Как бы тщательно лесные обитатели ни пытались отмерять часы, вести счёт времени у них не получалось: оно незаметно путалось, терялось, и все события, которым было больше двух-трёх недель, автоматически становились «давними» или вовсе забывались. В памяти оставались лишь вехи - серьёзные, яркие происшествия, по которым ещё можно было отследить течение времени. Хотя, даже если бы они перестали это делать, ничего бы не изменилось. Местные жили сегодняшним днём, тщательно избегая ненасущных вопросов, которые не были связаны с выживанием напрямую. Сейчас в Лесу было гораздо тише, чем когда-то, и они этого не замечали. Порой Полозу казалось, что они не замечают и самого Леса. Слепые, как земляные черви, они копошились, не задумываясь о том, что их окружает. Отсчитывая дни и недели, они не знали прошлого. Живя сегодняшним днём, они не чувствовали настоящего. Заботясь о продолжении рода, они не видели будущего.
Змей не мог жить вслепую. Поэтому он ценил Озарения несравнимо больше всех остальных обитателей Леса. Для него разворачивавшиеся перед внутренним взором внезапные картины были кусочками головоломки, сложив которую можно было получить ответы на любые вопросы. Лес охотно поощрял его поиски: каждый раз дополнительной и едва ли не более ценной наградой становился значительный прилив сил, позволявший двигаться дальше.
Сбор сведений их систематизация и непрерывный анализ - его подвижному, но холодному, не подверженному хаотичному влиянию сильных эмоций уму это занятие удачно подходило.
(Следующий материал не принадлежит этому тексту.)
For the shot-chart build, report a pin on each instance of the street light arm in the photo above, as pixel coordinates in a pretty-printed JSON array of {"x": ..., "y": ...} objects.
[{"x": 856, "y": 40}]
Кроме того, для него это было единственным способом поддерживать жизнь. Он не мог остановиться, не мог окопаться в одном месте, ждать и защищаться, как другие. Отсутствие движения в буквальном смысле убивало его.
Как устроен этот мир, когда он появился, всегда ли был таким, каков он сейчас? Лес однажды подсказал ему сам. Озарение явило ему безграничное пространство, похожее на идеально чистую и ровную водную гладь глубокого темно-синего цвета. Чем дальше по нему скользил взгляд, тем светлее оно становилось, а у самого края уже голубоватый оттенок неуловимо переходил в бледный нежно-оранжевый цвет. Если бы не верхушки деревьев, неровными зубцами черневшие на его фоне, Полоз даже не понял бы, что это - небо. У него тогда перехватило дыхание от непривычной смеси изумления и восторга. Изо дня в день, сколько он себя помнил, Лес укрывало сплошное, тяжёлое молочно-белое облако, которое изредка частично сходило по ночам, ненадолго открывая взору покрытую серыми пятнами луну и крошечные мерцающие вкрапления звёзд. Если кому-то вообще пришло бы в голову ночью вспомнить о небе и попытаться высунуться из своей норы, чтобы на него взглянуть.
Озарения жили в Лесу, как и тени. Иногда одно и тоже видение можно было случайно поймать несколько раз. Иногда его можно было вызвать или отыскать как воспоминание. Но скольким из тех, кому довелось увидеть ясное небо над Лесом пришло в голову, что когда-то он был другим?
Змей ступил на тропу, спокойно, не торопясь. И, сделав всего несколько шагов, почти сразу погрузился в густой полумрак: белый дневной свет просачивался в чащу с трудом. Его глаза не привыкали к темноте. Она не расступалась для него даже на чуть-чуть, как перед другими.